- The Washington Times - Wednesday, September 30, 2020

The FBI this week released a film highlighting what it says are aggressive Chinese intelligence recruitments efforts in the U.S.

The 26-minute dramatization, “Nevernight Connection,” is loosely based on the case of former CIA officer Kevin Mallory, convicted of spying for China. It was co-produced with the National Counterintelligence and Security Center, a part of the Director of National Intelligence’s office.

In the video, a gum-chewing Chinese hacker is shown posting a notice on a fictional social networking site in a bid to contact people with access to secrets who may be recruited as spies. The email entices a U.S. intelligence community expert who was a former underwater warfare specialist at a Naval Support Facility Dahlgren in Virginia.

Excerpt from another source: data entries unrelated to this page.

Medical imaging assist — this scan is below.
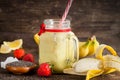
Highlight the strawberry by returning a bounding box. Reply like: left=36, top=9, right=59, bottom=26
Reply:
left=13, top=49, right=25, bottom=59
left=37, top=63, right=52, bottom=77
left=22, top=53, right=34, bottom=62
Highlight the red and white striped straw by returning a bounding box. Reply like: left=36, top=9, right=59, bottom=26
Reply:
left=61, top=0, right=73, bottom=23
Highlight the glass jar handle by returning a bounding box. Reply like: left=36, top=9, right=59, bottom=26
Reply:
left=65, top=33, right=79, bottom=67
left=71, top=35, right=79, bottom=61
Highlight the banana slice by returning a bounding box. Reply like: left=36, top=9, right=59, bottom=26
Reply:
left=103, top=55, right=120, bottom=62
left=64, top=58, right=102, bottom=76
left=73, top=58, right=102, bottom=73
left=103, top=60, right=120, bottom=71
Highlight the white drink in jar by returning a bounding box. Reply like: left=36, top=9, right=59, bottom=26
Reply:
left=39, top=19, right=79, bottom=73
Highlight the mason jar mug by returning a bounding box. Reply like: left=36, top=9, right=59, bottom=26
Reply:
left=39, top=19, right=79, bottom=73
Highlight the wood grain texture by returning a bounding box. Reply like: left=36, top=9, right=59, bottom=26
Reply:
left=0, top=0, right=120, bottom=80
left=1, top=52, right=120, bottom=80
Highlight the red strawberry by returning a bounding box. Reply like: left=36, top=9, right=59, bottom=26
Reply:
left=13, top=49, right=25, bottom=59
left=22, top=53, right=34, bottom=62
left=37, top=63, right=52, bottom=77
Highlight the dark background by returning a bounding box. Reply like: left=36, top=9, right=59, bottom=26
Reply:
left=0, top=0, right=120, bottom=80
left=0, top=0, right=120, bottom=51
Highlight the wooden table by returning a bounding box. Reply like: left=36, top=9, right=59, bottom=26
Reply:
left=1, top=51, right=120, bottom=80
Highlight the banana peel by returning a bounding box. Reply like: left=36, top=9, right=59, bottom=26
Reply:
left=103, top=68, right=116, bottom=74
left=86, top=68, right=116, bottom=80
left=64, top=44, right=120, bottom=80
left=86, top=69, right=104, bottom=80
left=95, top=44, right=117, bottom=60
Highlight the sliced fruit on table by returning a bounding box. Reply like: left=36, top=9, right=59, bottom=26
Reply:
left=3, top=39, right=23, bottom=50
left=103, top=55, right=120, bottom=63
left=103, top=60, right=120, bottom=71
left=0, top=44, right=12, bottom=54
left=73, top=58, right=102, bottom=73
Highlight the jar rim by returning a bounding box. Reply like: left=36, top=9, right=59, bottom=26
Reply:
left=43, top=19, right=71, bottom=30
left=44, top=19, right=70, bottom=23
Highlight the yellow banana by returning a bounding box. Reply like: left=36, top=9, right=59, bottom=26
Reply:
left=64, top=39, right=119, bottom=80
left=88, top=36, right=99, bottom=56
left=79, top=40, right=91, bottom=58
left=34, top=33, right=40, bottom=45
left=79, top=42, right=86, bottom=47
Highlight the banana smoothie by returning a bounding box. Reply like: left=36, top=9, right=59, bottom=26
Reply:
left=39, top=19, right=79, bottom=73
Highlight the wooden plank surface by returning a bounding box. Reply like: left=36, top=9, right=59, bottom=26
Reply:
left=1, top=50, right=120, bottom=80
left=0, top=0, right=120, bottom=80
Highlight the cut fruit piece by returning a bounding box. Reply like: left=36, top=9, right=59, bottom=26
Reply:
left=103, top=60, right=120, bottom=71
left=103, top=55, right=120, bottom=62
left=73, top=58, right=101, bottom=73
left=3, top=39, right=23, bottom=50
left=0, top=44, right=12, bottom=54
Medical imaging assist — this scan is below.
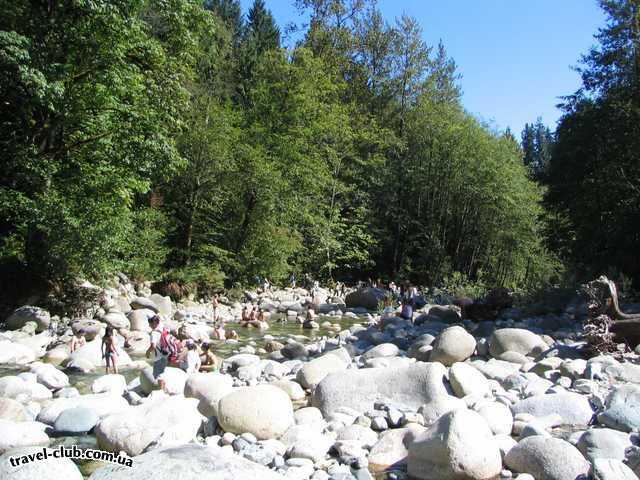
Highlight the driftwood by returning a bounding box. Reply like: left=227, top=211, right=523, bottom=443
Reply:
left=583, top=275, right=640, bottom=355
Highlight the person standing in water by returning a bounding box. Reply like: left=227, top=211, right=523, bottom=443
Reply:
left=101, top=326, right=118, bottom=374
left=211, top=294, right=220, bottom=322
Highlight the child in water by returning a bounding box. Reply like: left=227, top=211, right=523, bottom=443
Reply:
left=70, top=329, right=86, bottom=353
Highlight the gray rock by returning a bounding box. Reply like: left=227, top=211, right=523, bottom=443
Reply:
left=95, top=395, right=201, bottom=456
left=475, top=401, right=513, bottom=435
left=504, top=435, right=590, bottom=480
left=590, top=458, right=639, bottom=480
left=0, top=446, right=82, bottom=480
left=427, top=305, right=461, bottom=323
left=368, top=424, right=426, bottom=474
left=6, top=306, right=51, bottom=333
left=345, top=288, right=387, bottom=310
left=362, top=343, right=399, bottom=360
left=0, top=398, right=28, bottom=422
left=184, top=372, right=234, bottom=417
left=429, top=326, right=476, bottom=366
left=282, top=342, right=309, bottom=360
left=418, top=395, right=467, bottom=426
left=0, top=420, right=49, bottom=454
left=449, top=362, right=490, bottom=398
left=313, top=363, right=448, bottom=417
left=53, top=406, right=99, bottom=434
left=511, top=392, right=593, bottom=426
left=297, top=350, right=349, bottom=389
left=130, top=296, right=159, bottom=312
left=598, top=385, right=640, bottom=432
left=407, top=409, right=502, bottom=480
left=576, top=428, right=631, bottom=462
left=89, top=444, right=284, bottom=480
left=489, top=329, right=548, bottom=358
left=218, top=385, right=294, bottom=439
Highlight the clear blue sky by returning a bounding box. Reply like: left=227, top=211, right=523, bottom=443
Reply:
left=239, top=0, right=607, bottom=136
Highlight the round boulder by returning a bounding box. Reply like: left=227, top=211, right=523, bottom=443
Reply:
left=183, top=372, right=234, bottom=417
left=430, top=326, right=476, bottom=366
left=407, top=409, right=502, bottom=480
left=489, top=328, right=548, bottom=358
left=505, top=435, right=590, bottom=480
left=217, top=385, right=294, bottom=440
left=6, top=306, right=50, bottom=333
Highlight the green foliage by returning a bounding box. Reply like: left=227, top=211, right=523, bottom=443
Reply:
left=545, top=0, right=640, bottom=286
left=441, top=271, right=488, bottom=299
left=1, top=0, right=568, bottom=298
left=0, top=0, right=211, bottom=286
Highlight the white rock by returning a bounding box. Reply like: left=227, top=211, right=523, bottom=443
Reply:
left=95, top=395, right=202, bottom=456
left=408, top=409, right=502, bottom=480
left=91, top=374, right=127, bottom=396
left=0, top=420, right=49, bottom=454
left=430, top=326, right=476, bottom=366
left=218, top=385, right=294, bottom=439
left=449, top=362, right=490, bottom=398
left=505, top=435, right=590, bottom=480
left=183, top=372, right=234, bottom=417
left=0, top=446, right=82, bottom=480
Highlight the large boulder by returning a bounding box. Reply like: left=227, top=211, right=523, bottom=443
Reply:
left=407, top=409, right=502, bottom=480
left=95, top=395, right=201, bottom=456
left=505, top=435, right=590, bottom=480
left=36, top=393, right=129, bottom=425
left=65, top=338, right=132, bottom=372
left=30, top=362, right=69, bottom=390
left=430, top=326, right=476, bottom=366
left=130, top=296, right=159, bottom=312
left=489, top=328, right=548, bottom=358
left=368, top=424, right=426, bottom=473
left=6, top=306, right=50, bottom=333
left=53, top=406, right=99, bottom=434
left=127, top=309, right=153, bottom=332
left=88, top=444, right=285, bottom=480
left=449, top=362, right=490, bottom=398
left=0, top=420, right=49, bottom=454
left=0, top=398, right=28, bottom=422
left=362, top=343, right=399, bottom=360
left=0, top=341, right=37, bottom=365
left=313, top=363, right=448, bottom=417
left=183, top=372, right=234, bottom=417
left=576, top=428, right=631, bottom=462
left=70, top=319, right=103, bottom=341
left=91, top=374, right=127, bottom=396
left=428, top=305, right=462, bottom=323
left=0, top=376, right=52, bottom=402
left=512, top=392, right=594, bottom=426
left=101, top=311, right=130, bottom=330
left=0, top=446, right=83, bottom=480
left=345, top=288, right=387, bottom=310
left=598, top=385, right=640, bottom=432
left=150, top=294, right=172, bottom=317
left=296, top=350, right=349, bottom=389
left=217, top=385, right=294, bottom=439
left=280, top=424, right=334, bottom=463
left=591, top=458, right=639, bottom=480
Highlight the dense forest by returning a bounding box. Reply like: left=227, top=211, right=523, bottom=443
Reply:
left=0, top=0, right=638, bottom=302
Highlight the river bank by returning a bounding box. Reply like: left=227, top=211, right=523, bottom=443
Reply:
left=1, top=275, right=640, bottom=480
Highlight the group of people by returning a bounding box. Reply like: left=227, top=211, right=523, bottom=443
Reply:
left=240, top=305, right=269, bottom=329
left=145, top=315, right=220, bottom=390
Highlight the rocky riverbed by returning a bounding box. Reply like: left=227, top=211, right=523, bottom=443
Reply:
left=1, top=275, right=640, bottom=480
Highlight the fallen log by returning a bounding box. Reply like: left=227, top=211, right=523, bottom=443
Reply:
left=582, top=275, right=640, bottom=355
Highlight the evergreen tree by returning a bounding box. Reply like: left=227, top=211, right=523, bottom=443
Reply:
left=546, top=0, right=640, bottom=284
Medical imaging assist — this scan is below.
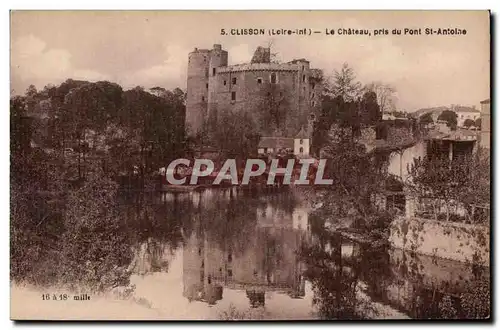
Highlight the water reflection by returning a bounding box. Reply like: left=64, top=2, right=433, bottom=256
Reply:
left=182, top=189, right=311, bottom=308
left=123, top=188, right=488, bottom=319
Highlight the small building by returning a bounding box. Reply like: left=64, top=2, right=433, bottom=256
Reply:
left=426, top=128, right=478, bottom=161
left=258, top=137, right=294, bottom=155
left=294, top=126, right=310, bottom=156
left=258, top=127, right=310, bottom=157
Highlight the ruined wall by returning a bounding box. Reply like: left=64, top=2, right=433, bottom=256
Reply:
left=212, top=61, right=321, bottom=136
left=389, top=216, right=490, bottom=266
left=213, top=68, right=299, bottom=135
left=187, top=45, right=322, bottom=138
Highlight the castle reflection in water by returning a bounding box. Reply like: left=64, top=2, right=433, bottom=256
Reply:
left=177, top=188, right=311, bottom=307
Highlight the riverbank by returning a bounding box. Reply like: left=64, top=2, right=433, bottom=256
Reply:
left=389, top=216, right=490, bottom=266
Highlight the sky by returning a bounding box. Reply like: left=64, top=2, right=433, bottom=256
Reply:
left=10, top=10, right=490, bottom=111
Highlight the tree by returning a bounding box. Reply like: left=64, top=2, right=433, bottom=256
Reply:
left=312, top=95, right=344, bottom=155
left=25, top=84, right=38, bottom=97
left=329, top=63, right=362, bottom=102
left=364, top=82, right=397, bottom=114
left=437, top=110, right=458, bottom=130
left=406, top=154, right=483, bottom=222
left=475, top=118, right=482, bottom=129
left=59, top=170, right=133, bottom=291
left=419, top=112, right=434, bottom=126
left=463, top=118, right=475, bottom=128
left=210, top=109, right=260, bottom=158
left=360, top=90, right=381, bottom=125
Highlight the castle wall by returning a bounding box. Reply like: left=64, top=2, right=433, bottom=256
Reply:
left=187, top=45, right=323, bottom=139
left=186, top=49, right=210, bottom=135
left=207, top=45, right=228, bottom=123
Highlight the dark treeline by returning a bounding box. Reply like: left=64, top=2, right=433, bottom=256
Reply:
left=10, top=80, right=188, bottom=290
left=12, top=80, right=188, bottom=184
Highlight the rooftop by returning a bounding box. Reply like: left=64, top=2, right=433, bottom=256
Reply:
left=258, top=137, right=294, bottom=149
left=426, top=128, right=478, bottom=142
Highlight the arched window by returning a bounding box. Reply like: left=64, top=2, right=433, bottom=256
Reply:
left=257, top=77, right=263, bottom=84
left=299, top=147, right=304, bottom=154
left=299, top=139, right=303, bottom=144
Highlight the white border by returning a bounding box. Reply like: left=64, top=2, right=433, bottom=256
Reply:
left=2, top=1, right=498, bottom=330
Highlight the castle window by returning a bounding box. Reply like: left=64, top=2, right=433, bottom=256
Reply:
left=302, top=74, right=306, bottom=82
left=299, top=147, right=304, bottom=153
left=300, top=139, right=303, bottom=144
left=206, top=83, right=209, bottom=89
left=270, top=73, right=277, bottom=84
left=212, top=68, right=216, bottom=76
left=223, top=80, right=227, bottom=86
left=232, top=77, right=237, bottom=85
left=228, top=269, right=233, bottom=277
left=257, top=78, right=263, bottom=84
left=231, top=91, right=236, bottom=101
left=228, top=253, right=232, bottom=262
left=201, top=96, right=205, bottom=102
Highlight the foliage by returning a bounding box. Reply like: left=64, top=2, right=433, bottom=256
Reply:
left=328, top=63, right=362, bottom=102
left=58, top=171, right=133, bottom=292
left=406, top=153, right=490, bottom=223
left=419, top=112, right=434, bottom=126
left=312, top=90, right=381, bottom=155
left=318, top=129, right=388, bottom=223
left=463, top=118, right=475, bottom=128
left=364, top=82, right=397, bottom=114
left=209, top=108, right=260, bottom=158
left=10, top=79, right=188, bottom=290
left=437, top=110, right=458, bottom=130
left=459, top=277, right=490, bottom=319
left=475, top=118, right=482, bottom=128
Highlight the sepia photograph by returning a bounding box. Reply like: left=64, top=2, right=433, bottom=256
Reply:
left=9, top=10, right=491, bottom=320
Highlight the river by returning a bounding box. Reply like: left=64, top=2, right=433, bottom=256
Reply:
left=11, top=187, right=488, bottom=320
left=116, top=188, right=488, bottom=320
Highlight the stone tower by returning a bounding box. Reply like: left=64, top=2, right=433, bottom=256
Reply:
left=207, top=44, right=228, bottom=126
left=186, top=45, right=228, bottom=137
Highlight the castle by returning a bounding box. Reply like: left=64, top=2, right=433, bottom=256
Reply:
left=186, top=44, right=323, bottom=139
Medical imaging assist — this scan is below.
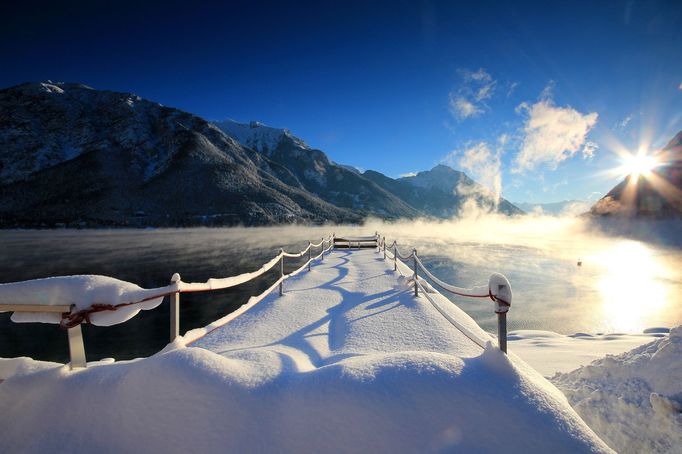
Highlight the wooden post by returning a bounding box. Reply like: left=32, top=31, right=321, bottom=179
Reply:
left=413, top=249, right=418, bottom=297
left=383, top=237, right=386, bottom=259
left=308, top=242, right=312, bottom=271
left=170, top=273, right=181, bottom=342
left=279, top=250, right=284, bottom=296
left=497, top=312, right=507, bottom=353
left=394, top=244, right=397, bottom=271
left=67, top=324, right=87, bottom=370
left=321, top=237, right=324, bottom=261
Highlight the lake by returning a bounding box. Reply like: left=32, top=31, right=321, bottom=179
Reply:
left=2, top=216, right=681, bottom=363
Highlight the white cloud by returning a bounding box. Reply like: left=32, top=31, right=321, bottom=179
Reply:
left=448, top=68, right=496, bottom=121
left=442, top=140, right=502, bottom=207
left=615, top=114, right=634, bottom=131
left=514, top=99, right=598, bottom=172
left=399, top=171, right=418, bottom=178
left=506, top=82, right=519, bottom=98
left=449, top=96, right=482, bottom=119
left=582, top=141, right=598, bottom=160
left=679, top=82, right=682, bottom=90
left=539, top=81, right=555, bottom=100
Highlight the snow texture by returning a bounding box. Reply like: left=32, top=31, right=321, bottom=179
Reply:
left=509, top=329, right=668, bottom=376
left=213, top=119, right=309, bottom=154
left=0, top=250, right=611, bottom=453
left=0, top=275, right=166, bottom=326
left=552, top=326, right=682, bottom=453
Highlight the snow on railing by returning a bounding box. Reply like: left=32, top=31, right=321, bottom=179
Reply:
left=0, top=234, right=335, bottom=370
left=0, top=231, right=511, bottom=371
left=376, top=234, right=512, bottom=353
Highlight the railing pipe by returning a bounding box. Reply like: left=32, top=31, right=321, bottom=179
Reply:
left=413, top=249, right=418, bottom=297
left=67, top=324, right=87, bottom=370
left=497, top=312, right=507, bottom=353
left=489, top=273, right=512, bottom=354
left=170, top=272, right=181, bottom=342
left=279, top=249, right=284, bottom=296
left=394, top=243, right=397, bottom=271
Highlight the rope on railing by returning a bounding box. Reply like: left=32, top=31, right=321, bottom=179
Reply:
left=378, top=234, right=512, bottom=353
left=415, top=279, right=488, bottom=349
left=60, top=235, right=336, bottom=331
left=414, top=255, right=490, bottom=299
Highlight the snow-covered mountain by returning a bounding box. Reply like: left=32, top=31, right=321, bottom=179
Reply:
left=0, top=83, right=523, bottom=227
left=590, top=131, right=682, bottom=218
left=0, top=82, right=361, bottom=227
left=392, top=165, right=522, bottom=216
left=214, top=120, right=420, bottom=218
left=216, top=120, right=522, bottom=218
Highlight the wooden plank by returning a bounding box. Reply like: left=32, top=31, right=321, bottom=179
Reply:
left=0, top=304, right=72, bottom=313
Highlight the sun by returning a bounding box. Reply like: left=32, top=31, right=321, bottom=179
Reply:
left=618, top=150, right=659, bottom=178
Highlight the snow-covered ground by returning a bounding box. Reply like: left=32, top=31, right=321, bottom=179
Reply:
left=552, top=327, right=682, bottom=453
left=509, top=329, right=669, bottom=376
left=0, top=249, right=611, bottom=453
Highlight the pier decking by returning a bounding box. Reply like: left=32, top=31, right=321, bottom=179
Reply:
left=191, top=249, right=487, bottom=364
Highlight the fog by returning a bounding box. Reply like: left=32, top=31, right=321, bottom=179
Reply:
left=1, top=215, right=681, bottom=361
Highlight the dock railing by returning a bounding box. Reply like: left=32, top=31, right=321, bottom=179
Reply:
left=0, top=235, right=336, bottom=369
left=376, top=233, right=512, bottom=353
left=1, top=231, right=511, bottom=370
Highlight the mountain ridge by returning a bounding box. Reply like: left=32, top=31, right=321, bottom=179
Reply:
left=0, top=82, right=522, bottom=227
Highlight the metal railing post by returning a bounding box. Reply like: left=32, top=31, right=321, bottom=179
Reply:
left=279, top=249, right=284, bottom=296
left=308, top=242, right=312, bottom=271
left=67, top=324, right=87, bottom=370
left=170, top=273, right=181, bottom=342
left=394, top=244, right=397, bottom=271
left=490, top=273, right=512, bottom=354
left=497, top=312, right=507, bottom=353
left=413, top=249, right=418, bottom=297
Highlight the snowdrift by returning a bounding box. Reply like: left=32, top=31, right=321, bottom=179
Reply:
left=553, top=326, right=682, bottom=453
left=0, top=345, right=611, bottom=453
left=0, top=250, right=612, bottom=452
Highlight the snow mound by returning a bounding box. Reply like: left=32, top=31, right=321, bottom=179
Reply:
left=552, top=326, right=682, bottom=453
left=0, top=275, right=166, bottom=326
left=509, top=330, right=665, bottom=376
left=0, top=345, right=612, bottom=453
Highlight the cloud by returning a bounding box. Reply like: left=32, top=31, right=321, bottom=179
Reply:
left=449, top=96, right=482, bottom=119
left=617, top=114, right=633, bottom=131
left=582, top=141, right=598, bottom=160
left=442, top=140, right=503, bottom=207
left=679, top=82, right=682, bottom=90
left=399, top=171, right=418, bottom=178
left=514, top=99, right=598, bottom=172
left=506, top=82, right=519, bottom=98
left=539, top=80, right=555, bottom=100
left=448, top=68, right=497, bottom=120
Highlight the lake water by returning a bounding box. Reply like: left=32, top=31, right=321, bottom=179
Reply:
left=2, top=217, right=681, bottom=363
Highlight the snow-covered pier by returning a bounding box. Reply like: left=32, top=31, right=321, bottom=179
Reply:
left=0, top=235, right=614, bottom=452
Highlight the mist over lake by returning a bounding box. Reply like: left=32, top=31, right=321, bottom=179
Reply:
left=2, top=216, right=680, bottom=363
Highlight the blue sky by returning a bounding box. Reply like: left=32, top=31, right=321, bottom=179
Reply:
left=1, top=0, right=681, bottom=203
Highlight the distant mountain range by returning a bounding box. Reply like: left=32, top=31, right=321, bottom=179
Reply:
left=0, top=82, right=522, bottom=227
left=590, top=131, right=682, bottom=219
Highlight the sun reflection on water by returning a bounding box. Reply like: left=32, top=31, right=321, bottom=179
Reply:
left=595, top=241, right=670, bottom=332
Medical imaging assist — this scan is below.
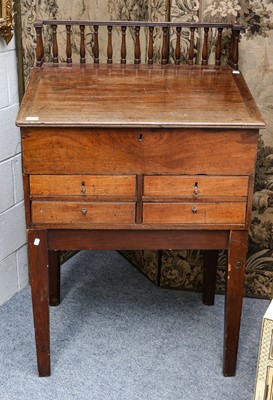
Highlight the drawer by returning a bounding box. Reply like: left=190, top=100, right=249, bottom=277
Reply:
left=143, top=176, right=249, bottom=198
left=29, top=175, right=136, bottom=197
left=142, top=203, right=246, bottom=224
left=22, top=127, right=258, bottom=175
left=32, top=201, right=136, bottom=224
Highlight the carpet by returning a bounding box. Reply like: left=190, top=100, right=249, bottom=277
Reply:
left=0, top=250, right=269, bottom=400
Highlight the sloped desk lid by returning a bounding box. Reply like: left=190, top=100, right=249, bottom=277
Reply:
left=16, top=64, right=265, bottom=129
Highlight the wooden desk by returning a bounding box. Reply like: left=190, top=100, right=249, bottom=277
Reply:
left=17, top=21, right=265, bottom=377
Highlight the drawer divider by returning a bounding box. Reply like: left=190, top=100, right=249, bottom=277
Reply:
left=136, top=174, right=143, bottom=224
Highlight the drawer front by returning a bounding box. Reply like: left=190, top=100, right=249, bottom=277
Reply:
left=30, top=175, right=136, bottom=197
left=143, top=203, right=246, bottom=225
left=22, top=128, right=258, bottom=175
left=143, top=176, right=249, bottom=198
left=32, top=201, right=136, bottom=224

The specialist is offered $1,500 to produce a white paper on how advanced technology will affect undersea exploration.

The potential recruit then flies to Shanghai, dubbed “Nevernight” because of its nightlife, and is paid in cash for the speech. The specialist later realizes he has been tricked into spying for Chinese intelligence after he sees a news report of another American arrested as a spy for Beijing.

The American spy recruit at one point is shown approaching a coworker and unsuccessfully asking him for sensitive information. He explains the information was not for him, but “I’m just trying to point some people in the right direction.”

A tip to the FBI from the coworker led to the spy’s arrest and sentencing of 20 years in prison.

Alan E. Kohler, FBI assistant director for counterintelligence said in a statement the movie “highlights [how] foreign intelligence services are posing as headhunters and consultants on professional networking sites to aggressively target Americans.”

At the end of the film, the FBI released actual footage of the arrest of Mallory by a Loudoun County, Virginia deputy sheriff.

Mallory, 62, of Leesburg, Va., was a former CIA officer who was sentenced to 20 years in prison in May 2019 for passing defense information to China. Mallory was recruited by Chinese intelligence through LinkedIn and met his handler, who was posing as a Chinese think tank employee, in Shanghai.

The FBI found a cell phone given to Mallory by the Chinese which had been used for transmitting CIA secrets, including clues to identify human sources who had helped the U.S. government.

Mallory worked for CIA, the Defense Intelligence Agency and defense contractors, and held a top-secret security clearance.

A notice at the end of the film states that Chinese intelligence agencies have targeted thousands of people in the United States and other Western countries for recruitment using social networking platforms, including current and former officials, business people, academics and researchers.

“The threat is real. Think before you link,” the FBI warned.